MRC Cognition and Brain Sciences Unit, 15 Chaucer Road, Cambridge CB2 7EF, UK; Department of Biomedical Engineering and Computational Science, Aalto University, P.O. Box 12200, FI-00076 Aalto, Finland.
MRC Cognition and Brain Sciences Unit, 15 Chaucer Road, Cambridge CB2 7EF, UK.
Neuroimage. 2013 Nov 1;81:265-272. doi: 10.1016/j.neuroimage.2013.04.086. Epub 2013 Apr 29.
The conductivity profile of the head has a major effect on EEG signals, but unfortunately the conductivity for the most important compartment, skull, is only poorly known. In dipole modeling studies, errors in modeled skull conductivity have been considered to have a detrimental effect on EEG source estimation. However, as dipole models are very restrictive, those results cannot be generalized to other source estimation methods. In this work, we studied the sensitivity of EEG and combined MEG+EEG source estimation to errors in skull conductivity using a distributed source model and minimum-norm (MN) estimation. We used a MEG/EEG modeling set-up that reflected state-of-the-art practices of experimental research. Cortical surfaces were segmented and realistically-shaped three-layer anatomical head models were constructed, and forward models were built with Galerkin boundary element method while varying the skull conductivity. Lead-field topographies and MN spatial filter vectors were compared across conductivities, and the localization and spatial spread of the MN estimators were assessed using intuitive resolution metrics. The results showed that the MN estimator is robust against errors in skull conductivity: the conductivity had a moderate effect on amplitudes of lead fields and spatial filter vectors, but the effect on corresponding morphologies was small. The localization performance of the EEG or combined MEG+EEG MN estimator was only minimally affected by the conductivity error, while the spread of the estimate varied slightly. Thus, the uncertainty with respect to skull conductivity should not prevent researchers from applying minimum norm estimation to EEG or combined MEG+EEG data. Comparing our results to those obtained earlier with dipole models shows that general judgment on the performance of an imaging modality should not be based on analysis with one source estimation method only.

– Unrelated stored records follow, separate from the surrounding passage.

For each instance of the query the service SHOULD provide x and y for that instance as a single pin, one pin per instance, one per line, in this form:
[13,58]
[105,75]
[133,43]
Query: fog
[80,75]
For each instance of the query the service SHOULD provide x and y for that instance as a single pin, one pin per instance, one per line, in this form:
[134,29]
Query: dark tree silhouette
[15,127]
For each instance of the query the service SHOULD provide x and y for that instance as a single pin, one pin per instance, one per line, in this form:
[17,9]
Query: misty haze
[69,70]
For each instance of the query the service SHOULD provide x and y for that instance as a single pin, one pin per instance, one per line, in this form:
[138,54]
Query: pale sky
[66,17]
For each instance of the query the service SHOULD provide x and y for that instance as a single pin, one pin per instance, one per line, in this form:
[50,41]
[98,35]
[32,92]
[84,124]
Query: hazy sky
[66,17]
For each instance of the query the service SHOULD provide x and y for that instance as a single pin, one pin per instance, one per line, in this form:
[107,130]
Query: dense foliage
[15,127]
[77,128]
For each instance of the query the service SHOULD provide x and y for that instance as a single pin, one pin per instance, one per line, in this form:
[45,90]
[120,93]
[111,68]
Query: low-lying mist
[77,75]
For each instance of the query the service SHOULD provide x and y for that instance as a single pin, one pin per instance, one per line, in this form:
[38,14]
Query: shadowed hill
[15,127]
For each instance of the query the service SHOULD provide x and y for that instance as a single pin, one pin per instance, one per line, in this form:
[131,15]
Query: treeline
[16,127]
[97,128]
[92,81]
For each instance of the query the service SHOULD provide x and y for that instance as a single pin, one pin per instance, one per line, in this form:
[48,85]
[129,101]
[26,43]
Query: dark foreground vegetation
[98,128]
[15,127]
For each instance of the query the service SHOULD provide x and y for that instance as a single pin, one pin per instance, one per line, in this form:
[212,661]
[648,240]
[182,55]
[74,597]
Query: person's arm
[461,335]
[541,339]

头部的电导率分布对 EEG 信号有重大影响,但不幸的是,最重要的部分颅骨的电导率却知之甚少。在偶极子建模研究中,已经认为颅骨电导率模型中的误差会对 EEG 源估计产生不利影响。然而,由于偶极子模型非常严格,这些结果不能推广到其他源估计方法。在这项工作中,我们使用分布式源模型和最小范数 (MN) 估计研究了颅骨电导率误差对 EEG 和组合 MEG+EEG 源估计的敏感性。我们使用了一个反映实验研究最新实践的 MEG/EEG 建模设置。皮质表面被分割,构建了具有真实形状的三层解剖头部模型,并使用伽辽金边界元方法构建了随颅骨电导率变化的正向模型。在不同的电导率下比较了导联图和 MN 空间滤波器向量,并使用直观的分辨率指标评估了 MN 估计器的定位和空间扩展。结果表明,MN 估计器对颅骨电导率误差具有很强的鲁棒性:电导率对导联图和空间滤波器向量的幅度有中等影响,但对相应形态的影响很小。EEG 或组合 MEG+EEG MN 估计器的定位性能仅受到电导率误差的轻微影响,而估计的扩展略有变化。因此,颅骨电导率的不确定性不应阻止研究人员将最小范数估计应用于 EEG 或组合 MEG+EEG 数据。将我们的结果与以前使用偶极子模型获得的结果进行比较表明,对一种成像模式性能的一般判断不应仅基于一种源估计方法的分析。